III. Date of Effectiveness of the Proposed Rule Change and Timing for Commission Action
The Exchange has filed the proposed rule change pursuant to Section 19(b)(3)(A)(iii) of the Act 
and Rule 19b-4(f)(6) thereunder.
Because the proposed rule change does not: (i) Significantly affect the protection of investors or the public interest; (ii) impose any significant burden on competition; and (iii) become operative prior to 30 days from the date on which it was filed, or such shorter time as the Commission may designate, if consistent with the protection of investors and the public interest, the proposed rule change has become effective pursuant to Section 19(b)(3)(A) of the Act and Rule 19bd-4(f)(6)(iii) thereunder.

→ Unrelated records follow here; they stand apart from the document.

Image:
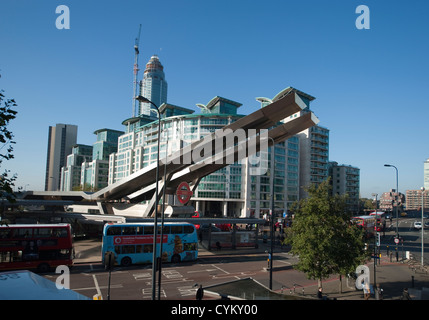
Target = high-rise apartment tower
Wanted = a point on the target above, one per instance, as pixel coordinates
(153, 86)
(61, 139)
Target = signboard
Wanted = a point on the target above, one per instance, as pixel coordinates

At any time within 60 days of the filing of such proposed rule change, the Commission summarily may temporarily suspend such rule change if it appears to the Commission that such action is necessary or appropriate in the public interest, for the protection of investors, or otherwise in furtherance of the purposes of the Act. If the Commission takes such action, the Commission shall institute proceedings under Section 19(b)(2)(B) 

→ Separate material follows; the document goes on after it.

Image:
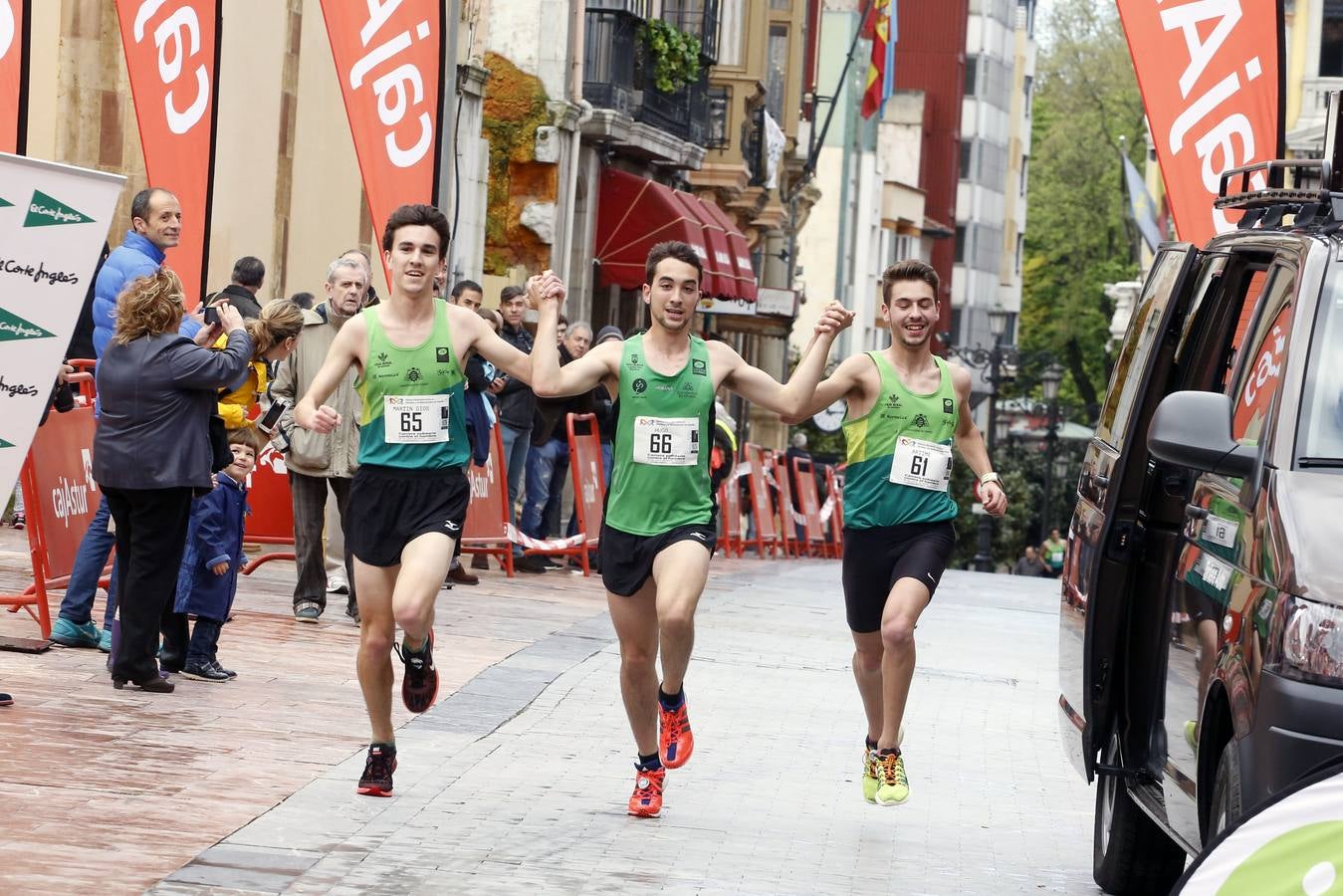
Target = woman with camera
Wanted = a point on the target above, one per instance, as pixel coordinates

of the Act to determine whether the proposed rule change should be approved or disapproved.
IV. Solicitation of Comments
Interested persons are invited to submit written data, views, and arguments concerning the foregoing, including whether the proposed rule change is consistent with the Act. Comments may be submitted by any of the following methods:
- Send paper comments in triplicate to Brent J. Fields, Secretary, Securities and Exchange Commission, 100 F Street NE, Washington, DC 20549-1090.
All submissions should refer to File Number SR-NYSEARCA-2018-97. This file number should be included on the subject line if email is used. To help the Commission process and review your comments more efficiently, please use only one method. The Commission will post all comments on the Commission's internet website (http://www.sec.gov/rules/sro.shtml). Copies of the submission, all subsequent amendments, all written statements with respect to the proposed rule change that are filed with the Commission, and all written communications relating to the proposed rule change between the Commission and any person, other than those that may be withheld from the public in accordance with the provisions of 5 U.S.C. 552, will be available for website viewing and printing in the Commission's Public Reference Room, 100 F Street NE, Washington, DC 20549 on official business days between the hours of 10:00 a.m. and 3:00 p.m. Copies of the filing also will be available for inspection and copying at the principal office of the Exchange. All comments received will be posted without change. Persons submitting comments are cautioned that we do not redact or edit personal identifying information from comment submissions. You should submit only information that you wish to make available publicly. All submissions should refer to File Number SR-NYSEARCA-2018-97 and should be submitted on or before January 17, 2019.
For the Commission, by the Division of Trading and Markets, pursuant to delegated authority.